There are tons of digital resources out there that solve the exact same problem — displaying time, timing certain tasks and activities (e.g. like the classical Pomodoro apps), illustrating a countdown stopwatch, etc.

Japplis Watch manages to be different by offering a lot of options, all wrapped up in a simple and intuitive interface. Although the tool is not revolutionary, its functioning mechanisms are simple, and that makes the program intuitive. At the same time, the tool offers for free a lot of options and even a bunch of design customizations.

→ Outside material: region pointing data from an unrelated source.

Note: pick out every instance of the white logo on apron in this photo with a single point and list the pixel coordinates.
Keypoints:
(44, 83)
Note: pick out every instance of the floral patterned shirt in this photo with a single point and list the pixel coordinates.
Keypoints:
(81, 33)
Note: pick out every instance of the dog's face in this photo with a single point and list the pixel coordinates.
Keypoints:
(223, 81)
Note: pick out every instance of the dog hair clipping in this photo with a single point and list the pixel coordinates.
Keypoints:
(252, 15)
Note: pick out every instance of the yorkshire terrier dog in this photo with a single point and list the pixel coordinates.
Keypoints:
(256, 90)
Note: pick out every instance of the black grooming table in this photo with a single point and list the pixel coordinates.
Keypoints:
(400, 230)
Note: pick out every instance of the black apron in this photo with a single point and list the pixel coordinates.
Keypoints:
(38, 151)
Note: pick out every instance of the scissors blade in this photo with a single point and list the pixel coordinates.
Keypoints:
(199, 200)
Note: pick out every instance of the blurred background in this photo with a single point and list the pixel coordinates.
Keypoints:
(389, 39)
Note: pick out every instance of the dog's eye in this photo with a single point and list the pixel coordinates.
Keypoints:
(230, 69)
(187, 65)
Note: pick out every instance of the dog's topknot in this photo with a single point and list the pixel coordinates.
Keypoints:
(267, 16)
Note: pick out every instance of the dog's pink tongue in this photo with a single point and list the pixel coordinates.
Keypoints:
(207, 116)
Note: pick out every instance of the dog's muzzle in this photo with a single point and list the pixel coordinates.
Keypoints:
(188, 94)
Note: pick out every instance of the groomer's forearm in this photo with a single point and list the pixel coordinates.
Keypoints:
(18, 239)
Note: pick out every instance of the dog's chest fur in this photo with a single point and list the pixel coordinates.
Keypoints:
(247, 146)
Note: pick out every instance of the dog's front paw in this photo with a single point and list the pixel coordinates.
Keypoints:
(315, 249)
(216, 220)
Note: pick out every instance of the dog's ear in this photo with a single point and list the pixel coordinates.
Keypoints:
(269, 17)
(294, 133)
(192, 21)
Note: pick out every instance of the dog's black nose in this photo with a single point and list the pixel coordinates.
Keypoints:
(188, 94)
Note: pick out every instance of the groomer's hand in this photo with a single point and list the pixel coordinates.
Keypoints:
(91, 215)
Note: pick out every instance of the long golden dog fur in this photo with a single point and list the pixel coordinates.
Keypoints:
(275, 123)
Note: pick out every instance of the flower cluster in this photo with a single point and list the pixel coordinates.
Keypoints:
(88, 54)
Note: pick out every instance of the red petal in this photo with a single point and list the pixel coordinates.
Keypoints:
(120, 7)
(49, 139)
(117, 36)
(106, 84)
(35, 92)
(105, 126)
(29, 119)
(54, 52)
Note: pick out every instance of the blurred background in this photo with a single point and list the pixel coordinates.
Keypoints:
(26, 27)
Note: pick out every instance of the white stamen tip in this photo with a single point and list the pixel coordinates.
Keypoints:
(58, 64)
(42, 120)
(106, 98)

First of all, there are, in different tabs, distinct watches. Each and every digital display can be customized: you can pick the desired background color, font, font size, text color, and date/time format. The latter is really important as users can configure, according to their preferences, the date format and include or exclude the day/month/year, or simply opt for their favorite hour display (the 24h-hour clock or the AM/PM clock).

If you need to be really precise with how you spend your time, this app should be of great use. Why? Firstly, the tool displays the server time and the normal clock in different tabs. Although it might look like they are the same thing, it is a bit different, as you could have the master clock displaying a certain time and distinct networks/servers that run on another setup.

The server time is delivered as a result of the computation of multiple time servers (NTP — Network Time Protocol) while your machine's clock is a Window built-in option (generated via a SNTP — Simple Network Time Protocol — which uses just one source). As a consequence, with Japplis Watch you can spot desynchronizations between the machine's clock and the server time.

Furthermore, the application allows to easily switch between timezones (super useful for setting up meetings with people from other places), add a stopwatch or a timer (and splitting the time), use the built-in Pomodoro/HIIT function, and even check up on the embedded calendar.